The API consists of a single PHP file with a few lines of code, which retrieve, sort, and filter the data from the static SQLite database file. The results are then formatted with json_encode().

With the help of the SQLite CLI we created the database file from a CSV file in a few simple steps:

# create new empty database
rm data_new.sqlite3
sqlite3 data_new.sqlite3 "VACUUM;"

# start sqlite cli
sqlite3 data_new.sqlite3

# one command per line, press enter after each one:
# create tables from dumped schema
# skip at first import, run sqlite3 data_new.sqlite3 .schema > schema.sql to export schema
.read schema.sql
# switch to csv mode
.mode csv
# create entries table from csv data
.import entries.csv entries
.quit

Thanks to the preinstalled SQLite extension of PHP we can now work with pure SQL commands, probably the most efficient way to work with data, to get the right data in JSON format. This means native sorting, and filtering without any big performance impact.

In summary, this all worked quite well and we found the perfect tools (SQLite and SQL) for this task. The result was pretty fast filtering based on frontend inputs and a performant frontend.

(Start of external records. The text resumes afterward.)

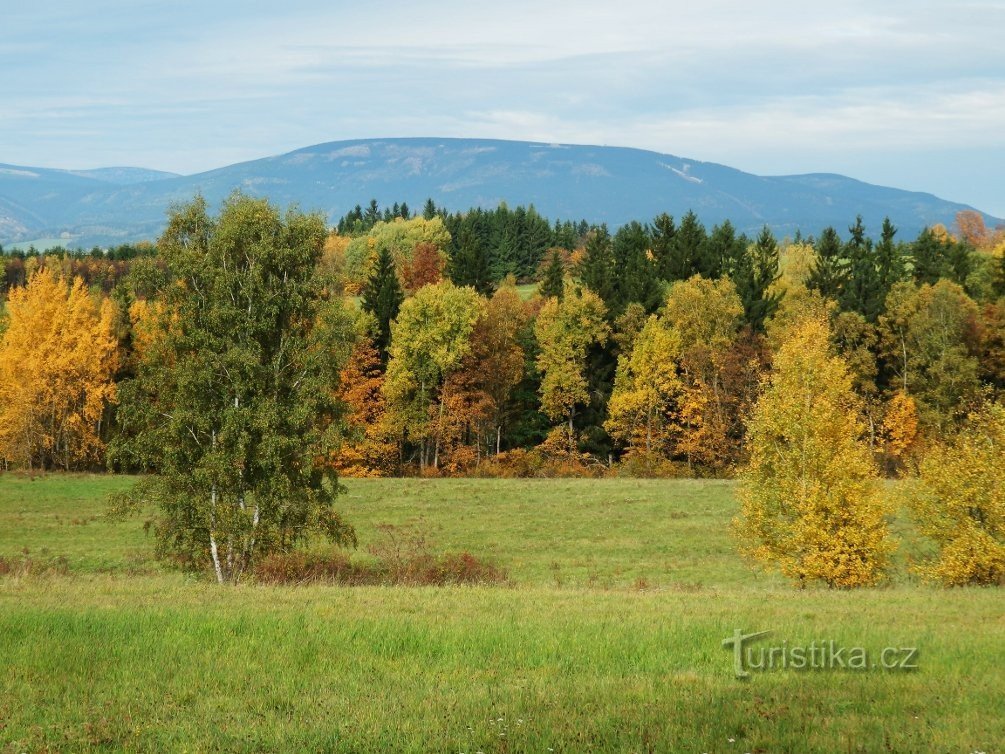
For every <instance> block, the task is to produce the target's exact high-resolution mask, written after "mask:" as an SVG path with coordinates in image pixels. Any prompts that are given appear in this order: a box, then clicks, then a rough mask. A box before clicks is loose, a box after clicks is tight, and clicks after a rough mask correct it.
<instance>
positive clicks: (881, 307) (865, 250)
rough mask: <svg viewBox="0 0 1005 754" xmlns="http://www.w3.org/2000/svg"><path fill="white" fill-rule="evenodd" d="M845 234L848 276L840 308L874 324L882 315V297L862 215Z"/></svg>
mask: <svg viewBox="0 0 1005 754" xmlns="http://www.w3.org/2000/svg"><path fill="white" fill-rule="evenodd" d="M848 232H849V233H850V238H849V239H848V242H847V243H846V244H845V245H844V256H845V258H846V259H847V264H848V267H847V270H848V275H847V279H846V281H845V285H844V290H843V291H842V292H841V298H840V305H841V309H843V310H844V311H846V312H857V313H858V314H860V315H862V317H864V318H865V319H866V320H867V321H868V322H875V320H876V317H878V316H879V313H880V312H882V308H883V301H884V299H885V297H884V296H883V292H882V288H881V286H880V282H879V270H878V269H877V267H876V263H875V254H874V253H873V251H872V241H870V240H869V239H868V238H866V237H865V226H864V225H862V216H861V215H858V216H857V217H856V218H855V224H854V225H852V226H851V227H849V228H848Z"/></svg>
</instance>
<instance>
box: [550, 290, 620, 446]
mask: <svg viewBox="0 0 1005 754" xmlns="http://www.w3.org/2000/svg"><path fill="white" fill-rule="evenodd" d="M606 316H607V309H606V307H605V306H604V303H603V302H602V301H601V300H600V297H599V296H597V295H596V294H594V293H593V292H592V291H590V290H589V289H586V288H582V287H579V286H574V285H572V284H570V282H567V284H566V288H565V294H564V295H563V297H562V300H561V301H560V300H559V299H554V298H550V299H548V300H547V301H546V302H545V304H544V306H543V307H542V308H541V313H540V314H539V315H538V320H537V322H536V323H535V326H534V334H535V337H536V338H537V340H538V345H539V347H540V349H541V351H540V354H539V355H538V368H539V369H540V370H541V372H542V373H543V375H544V376H543V378H542V380H541V408H542V410H543V411H544V412H545V415H547V416H548V417H549V418H550V419H552V420H553V421H564V422H565V423H566V425H567V426H568V435H569V436H568V440H569V450H570V452H572V451H574V449H575V441H576V440H575V437H576V433H575V423H574V422H575V418H576V408H577V407H578V406H580V405H582V404H584V403H586V402H587V401H589V399H590V395H589V393H588V391H587V385H588V383H587V379H586V357H587V352H588V350H589V348H590V347H591V346H593V345H594V344H599V345H603V344H604V343H606V342H607V337H608V335H609V334H610V328H609V327H608V325H607V321H606Z"/></svg>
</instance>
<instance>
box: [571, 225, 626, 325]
mask: <svg viewBox="0 0 1005 754" xmlns="http://www.w3.org/2000/svg"><path fill="white" fill-rule="evenodd" d="M615 274H616V270H615V266H614V249H613V247H612V244H611V236H610V233H608V232H607V226H606V225H601V226H600V227H599V228H595V229H594V230H593V231H592V232H591V233H590V236H589V238H587V241H586V250H585V253H584V255H583V259H582V261H581V262H580V264H579V278H580V280H581V281H582V282H583V285H584V286H586V287H587V288H588V289H590V291H592V292H593V293H595V294H596V295H597V296H599V297H600V300H601V301H602V302H604V306H605V307H606V309H607V311H608V312H610V310H611V305H612V304H613V303H615V302H616V298H617V279H616V277H615Z"/></svg>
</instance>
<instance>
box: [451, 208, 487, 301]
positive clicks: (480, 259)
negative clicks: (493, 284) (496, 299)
mask: <svg viewBox="0 0 1005 754" xmlns="http://www.w3.org/2000/svg"><path fill="white" fill-rule="evenodd" d="M447 272H448V274H449V276H450V279H451V280H452V281H453V284H454V285H455V286H470V287H471V288H473V289H474V290H475V291H477V292H478V293H479V294H481V295H482V296H488V295H489V294H491V292H492V274H491V269H490V267H489V262H488V255H487V254H486V253H485V246H484V244H483V243H482V241H481V239H480V238H479V237H478V234H477V232H476V231H475V229H474V228H472V227H471V226H470V225H468V224H464V225H462V226H461V229H460V237H459V238H457V244H456V248H455V251H454V253H453V255H451V257H450V262H449V264H448V265H447Z"/></svg>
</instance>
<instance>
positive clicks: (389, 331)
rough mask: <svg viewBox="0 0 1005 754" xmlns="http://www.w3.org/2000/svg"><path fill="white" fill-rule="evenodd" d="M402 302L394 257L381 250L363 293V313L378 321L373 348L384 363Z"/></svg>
mask: <svg viewBox="0 0 1005 754" xmlns="http://www.w3.org/2000/svg"><path fill="white" fill-rule="evenodd" d="M404 300H405V295H404V293H403V292H402V290H401V282H400V281H399V280H398V272H397V269H396V268H395V264H394V257H393V256H392V255H391V251H390V250H389V249H387V248H382V249H381V251H380V253H379V254H378V255H377V264H376V266H375V268H374V272H373V274H372V275H370V279H368V280H367V284H366V286H365V287H364V289H363V311H364V312H369V313H370V314H372V315H373V316H374V318H375V319H376V320H377V332H376V334H375V337H374V345H375V346H376V348H377V351H378V353H379V354H380V357H381V361H382V362H385V363H386V362H387V352H388V349H389V348H390V346H391V323H392V322H393V321H394V319H395V318H396V317H397V316H398V310H399V309H400V308H401V303H402V302H403V301H404Z"/></svg>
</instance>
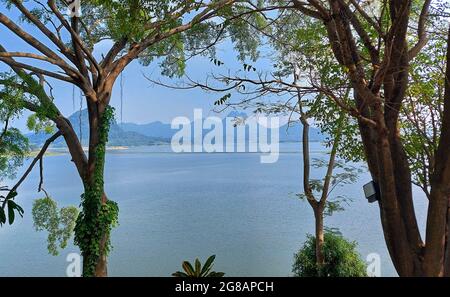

Also, we prevented an overly complex reimplementation of comparable features in pure JavaScript.

As a bonus SQLite provides powerful JSON functions, which come in handy for different projects. I have written a small blogpost about this.

Depending on your requirements a custom PHP script like our script might be sufficient. For larger projects and projects with more requirements, there are solutions like php-crud-api, which comes with many helpful features.